I nodded. “Small doses. And only for flying. But I was worried about coming here with a new medical system and . . . having to go through a new doctor and . . .” My words faded.

“You were afraid of a relapse? And you wanted to feel secure, with a big backup supply?”

“Maybe. I think so. And in case we have to fly somewhere again.”

He pursed his lips and studied the sea for a long while. “What are the side effects?” he asked quietly.

“Nothing much if I take just small doses.”

“And with a bigger dose?”

“When they wear off I can feel shaky . . . sort of panicky sometimes.”

“See? This is why they’re addictive, El, because then you’ll want more in order to stop the withdrawal symptoms, and it becomes a vicious spiral.”

He was right.

“I’m sorry,” I said softly. “I’m not who you thought I was.
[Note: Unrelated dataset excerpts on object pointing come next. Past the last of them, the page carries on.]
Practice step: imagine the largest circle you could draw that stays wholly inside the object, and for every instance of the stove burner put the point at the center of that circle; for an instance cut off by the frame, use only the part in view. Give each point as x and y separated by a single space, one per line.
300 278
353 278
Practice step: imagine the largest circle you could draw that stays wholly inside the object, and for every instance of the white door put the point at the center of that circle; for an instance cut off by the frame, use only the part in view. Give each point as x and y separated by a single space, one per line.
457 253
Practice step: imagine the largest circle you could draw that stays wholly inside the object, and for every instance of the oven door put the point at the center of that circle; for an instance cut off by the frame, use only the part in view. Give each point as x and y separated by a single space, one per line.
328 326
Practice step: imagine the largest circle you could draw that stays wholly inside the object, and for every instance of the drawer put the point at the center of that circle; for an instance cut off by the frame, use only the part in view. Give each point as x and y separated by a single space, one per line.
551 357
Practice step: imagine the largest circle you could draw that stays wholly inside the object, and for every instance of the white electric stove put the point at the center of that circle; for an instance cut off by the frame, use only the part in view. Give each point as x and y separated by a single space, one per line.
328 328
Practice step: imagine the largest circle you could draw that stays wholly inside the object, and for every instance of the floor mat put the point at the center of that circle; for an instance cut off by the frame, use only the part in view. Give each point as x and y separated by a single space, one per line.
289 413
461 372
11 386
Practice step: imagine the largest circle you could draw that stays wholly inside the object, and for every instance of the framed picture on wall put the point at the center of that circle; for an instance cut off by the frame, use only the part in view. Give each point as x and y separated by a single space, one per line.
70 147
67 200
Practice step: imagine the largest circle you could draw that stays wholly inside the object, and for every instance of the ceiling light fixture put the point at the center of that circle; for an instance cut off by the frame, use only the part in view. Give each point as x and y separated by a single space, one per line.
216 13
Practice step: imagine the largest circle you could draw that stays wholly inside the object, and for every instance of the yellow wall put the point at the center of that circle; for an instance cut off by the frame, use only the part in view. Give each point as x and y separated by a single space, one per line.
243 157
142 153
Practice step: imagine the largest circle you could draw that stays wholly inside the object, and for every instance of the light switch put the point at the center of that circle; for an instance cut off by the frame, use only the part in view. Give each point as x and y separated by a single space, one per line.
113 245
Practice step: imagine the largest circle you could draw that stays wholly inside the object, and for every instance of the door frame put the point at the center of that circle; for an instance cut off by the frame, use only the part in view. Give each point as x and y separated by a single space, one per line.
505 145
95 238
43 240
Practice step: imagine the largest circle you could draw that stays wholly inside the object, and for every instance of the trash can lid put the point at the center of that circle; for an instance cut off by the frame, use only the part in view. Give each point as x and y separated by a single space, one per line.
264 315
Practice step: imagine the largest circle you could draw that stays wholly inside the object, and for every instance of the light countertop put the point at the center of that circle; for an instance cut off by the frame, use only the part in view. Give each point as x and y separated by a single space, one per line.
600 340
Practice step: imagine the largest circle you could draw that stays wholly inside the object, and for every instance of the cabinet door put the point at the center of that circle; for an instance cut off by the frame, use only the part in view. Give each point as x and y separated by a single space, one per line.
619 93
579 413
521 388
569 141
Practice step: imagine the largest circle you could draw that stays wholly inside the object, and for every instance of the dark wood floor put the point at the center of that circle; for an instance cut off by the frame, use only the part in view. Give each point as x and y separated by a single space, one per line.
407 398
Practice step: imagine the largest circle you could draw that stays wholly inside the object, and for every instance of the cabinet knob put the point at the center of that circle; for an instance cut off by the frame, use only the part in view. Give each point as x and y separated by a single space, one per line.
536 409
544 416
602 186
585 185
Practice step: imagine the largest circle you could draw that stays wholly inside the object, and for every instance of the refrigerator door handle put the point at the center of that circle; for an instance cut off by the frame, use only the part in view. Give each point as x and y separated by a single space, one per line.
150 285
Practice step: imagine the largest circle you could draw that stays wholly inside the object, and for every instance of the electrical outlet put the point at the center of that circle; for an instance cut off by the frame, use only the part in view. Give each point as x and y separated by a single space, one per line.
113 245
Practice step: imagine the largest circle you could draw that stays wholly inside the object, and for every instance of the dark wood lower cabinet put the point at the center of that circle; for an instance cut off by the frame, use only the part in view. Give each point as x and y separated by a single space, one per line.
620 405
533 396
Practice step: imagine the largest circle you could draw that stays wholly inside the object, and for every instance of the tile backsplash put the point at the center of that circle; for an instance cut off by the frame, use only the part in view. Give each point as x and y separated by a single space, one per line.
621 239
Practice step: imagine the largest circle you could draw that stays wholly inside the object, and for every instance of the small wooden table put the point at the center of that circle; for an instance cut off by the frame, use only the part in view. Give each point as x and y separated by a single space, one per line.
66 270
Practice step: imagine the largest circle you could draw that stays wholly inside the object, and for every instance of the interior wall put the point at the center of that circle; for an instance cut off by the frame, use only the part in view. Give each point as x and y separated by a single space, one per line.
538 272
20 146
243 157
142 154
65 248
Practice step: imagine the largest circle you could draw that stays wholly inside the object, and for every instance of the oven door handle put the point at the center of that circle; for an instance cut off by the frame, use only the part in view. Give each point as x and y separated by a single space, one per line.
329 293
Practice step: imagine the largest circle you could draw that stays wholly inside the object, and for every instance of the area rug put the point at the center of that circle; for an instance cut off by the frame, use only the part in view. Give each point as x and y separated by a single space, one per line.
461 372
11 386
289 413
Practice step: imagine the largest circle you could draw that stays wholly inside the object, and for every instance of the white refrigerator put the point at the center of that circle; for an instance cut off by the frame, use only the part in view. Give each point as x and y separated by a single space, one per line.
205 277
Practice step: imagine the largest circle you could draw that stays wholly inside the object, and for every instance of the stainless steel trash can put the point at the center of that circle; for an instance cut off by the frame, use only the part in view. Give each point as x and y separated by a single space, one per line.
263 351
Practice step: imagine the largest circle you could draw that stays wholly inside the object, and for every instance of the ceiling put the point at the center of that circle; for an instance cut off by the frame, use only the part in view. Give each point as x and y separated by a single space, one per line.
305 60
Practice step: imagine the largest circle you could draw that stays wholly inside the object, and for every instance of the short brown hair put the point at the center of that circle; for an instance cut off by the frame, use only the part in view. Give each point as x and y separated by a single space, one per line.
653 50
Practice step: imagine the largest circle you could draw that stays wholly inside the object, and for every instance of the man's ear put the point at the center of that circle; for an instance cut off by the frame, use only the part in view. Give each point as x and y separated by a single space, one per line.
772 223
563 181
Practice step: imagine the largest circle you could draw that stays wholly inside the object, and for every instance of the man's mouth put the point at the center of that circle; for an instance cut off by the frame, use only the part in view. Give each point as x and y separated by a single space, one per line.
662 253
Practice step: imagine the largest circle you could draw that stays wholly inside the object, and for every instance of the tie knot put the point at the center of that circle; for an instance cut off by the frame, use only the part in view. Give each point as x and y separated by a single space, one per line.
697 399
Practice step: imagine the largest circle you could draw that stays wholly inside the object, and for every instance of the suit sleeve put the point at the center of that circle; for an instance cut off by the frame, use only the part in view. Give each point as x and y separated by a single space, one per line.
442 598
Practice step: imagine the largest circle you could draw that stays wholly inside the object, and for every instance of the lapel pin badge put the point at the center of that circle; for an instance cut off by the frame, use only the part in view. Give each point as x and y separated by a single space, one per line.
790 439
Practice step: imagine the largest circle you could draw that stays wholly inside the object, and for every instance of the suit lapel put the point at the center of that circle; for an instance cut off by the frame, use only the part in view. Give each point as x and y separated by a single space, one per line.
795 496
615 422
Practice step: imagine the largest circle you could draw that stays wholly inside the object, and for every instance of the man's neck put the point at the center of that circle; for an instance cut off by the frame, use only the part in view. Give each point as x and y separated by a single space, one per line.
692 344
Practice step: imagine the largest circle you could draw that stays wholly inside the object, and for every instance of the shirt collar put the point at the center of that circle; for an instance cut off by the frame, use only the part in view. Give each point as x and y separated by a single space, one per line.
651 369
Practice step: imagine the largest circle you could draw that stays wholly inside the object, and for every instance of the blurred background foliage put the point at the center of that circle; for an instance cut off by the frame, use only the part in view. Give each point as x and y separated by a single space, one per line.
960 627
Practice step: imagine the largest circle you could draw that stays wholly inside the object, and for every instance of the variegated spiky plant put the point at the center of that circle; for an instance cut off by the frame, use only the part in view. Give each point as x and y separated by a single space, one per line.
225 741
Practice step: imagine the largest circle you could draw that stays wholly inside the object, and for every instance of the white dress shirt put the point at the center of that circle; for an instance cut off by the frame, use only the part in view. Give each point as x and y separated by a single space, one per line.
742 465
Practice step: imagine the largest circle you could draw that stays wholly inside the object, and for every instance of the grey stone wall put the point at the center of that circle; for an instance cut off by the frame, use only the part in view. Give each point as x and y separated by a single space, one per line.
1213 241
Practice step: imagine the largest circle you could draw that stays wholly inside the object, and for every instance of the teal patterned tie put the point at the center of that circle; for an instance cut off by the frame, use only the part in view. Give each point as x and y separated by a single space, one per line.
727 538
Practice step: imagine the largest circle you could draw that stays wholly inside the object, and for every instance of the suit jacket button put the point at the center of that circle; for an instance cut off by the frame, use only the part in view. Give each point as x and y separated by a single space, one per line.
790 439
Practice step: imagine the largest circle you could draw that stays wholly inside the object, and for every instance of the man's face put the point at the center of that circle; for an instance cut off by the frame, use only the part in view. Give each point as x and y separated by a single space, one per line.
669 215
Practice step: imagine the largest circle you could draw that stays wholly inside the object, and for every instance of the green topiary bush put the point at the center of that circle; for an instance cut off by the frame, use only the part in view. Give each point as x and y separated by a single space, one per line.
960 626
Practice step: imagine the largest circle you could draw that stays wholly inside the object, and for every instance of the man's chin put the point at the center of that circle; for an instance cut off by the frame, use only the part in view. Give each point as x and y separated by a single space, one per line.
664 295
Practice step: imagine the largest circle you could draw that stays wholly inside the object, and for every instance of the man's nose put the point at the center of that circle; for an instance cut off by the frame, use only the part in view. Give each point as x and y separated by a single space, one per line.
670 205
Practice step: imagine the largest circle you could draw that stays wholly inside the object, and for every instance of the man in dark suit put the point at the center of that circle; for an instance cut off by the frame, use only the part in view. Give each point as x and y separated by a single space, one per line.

I’m a bit of a mess still.”

He took my hand in his, laced his fingers through mine. “We’ll do this together, okay, El? We’ll be open with each other. If you keep talking to me, I can keep helping you. A team, right? Our second chance—” Emotion caught his voice and shone in his eyes. “I don’t want to blow this.”

“Neither do I.”

“I’m truly sorry I pushed you yesterday. I should have seen how badly you needed to sleep after you landed. I . . . This is why you need to talk to me. I hadn’t realized.” He squeezed my hand tightly.

Emotion surged into my throat. Martin leaned forward and kissed my cheek. So gently that I knew with sudden and firm conviction that my nightmare had been just that—a stupid, terrible, feverish dream that had probably grown out of jet lag, dehydration, the aftereffects of wine and the Ativan plus some rough and exuberant but good and healthy sex that my fogged-up brain just never encoded into memory.

“I’ll stop the pills—I promise,” I said. And I felt better for voicing it.

“I’m here for you, okay?”

I nodded, reached for my mug. I took another sip of coffee, and a feeling of benevolence and warmth bloomed through my chest. I actually felt happy having gotten that out of the way.

“It’s getting late,” he said as the sun slipped into the sea. “How about stopping for a bite at the Puggo on the way home? We can do Zog’s fish on the barbie tomoz.”

“Puggo?”

“The Pug and Whistler,” he said with a grin. “Puggo for short.”

I laughed, suddenly light inside again. “Of course it is. Is nothing in this country safe from hypocorism?”

“Hypo-what?”

“Turning words into diminutive or cutesy-folksy forms.”

“That’s your degree in literature talking.” He chuckled, got to his feet, and held out his hand.

I allowed him to pull me to my feet, and I punched him playfully on the arm. “Tease.”

But as we started up the dune path toward the road, I lost my balance and stumbled in the soft sand. He stopped and eyed me.

Sweat prickled my skin.

“Are you all right?”

“Yeah, just feel a bit . . . odd again.”

Concern reentered his eyes. “We can go right home.”

“No. No, it’s fine.”

“Are you sure?”

“Of course.”

He placed his hand at the small of my spine and guided me up the dune path and onto the sidewalk. There was a public washroom off the sidewalk with a mosaic mural on the wall. Beside it was an outdoor shower where surfers rinsed off their wet suits and boards. I suddenly became conscious of a brown sedan parked across the road. I stilled.

A man in the driver’s seat watched us. As I stared at him he powered up the window. I frowned. I wasn’t sure why the car had caught my eye in the first place. Maybe it was just that eerie sense of being observed. I’d read somewhere long ago that our bodies can be aware of things when our brains aren’t. Perhaps my unconscious had picked up something.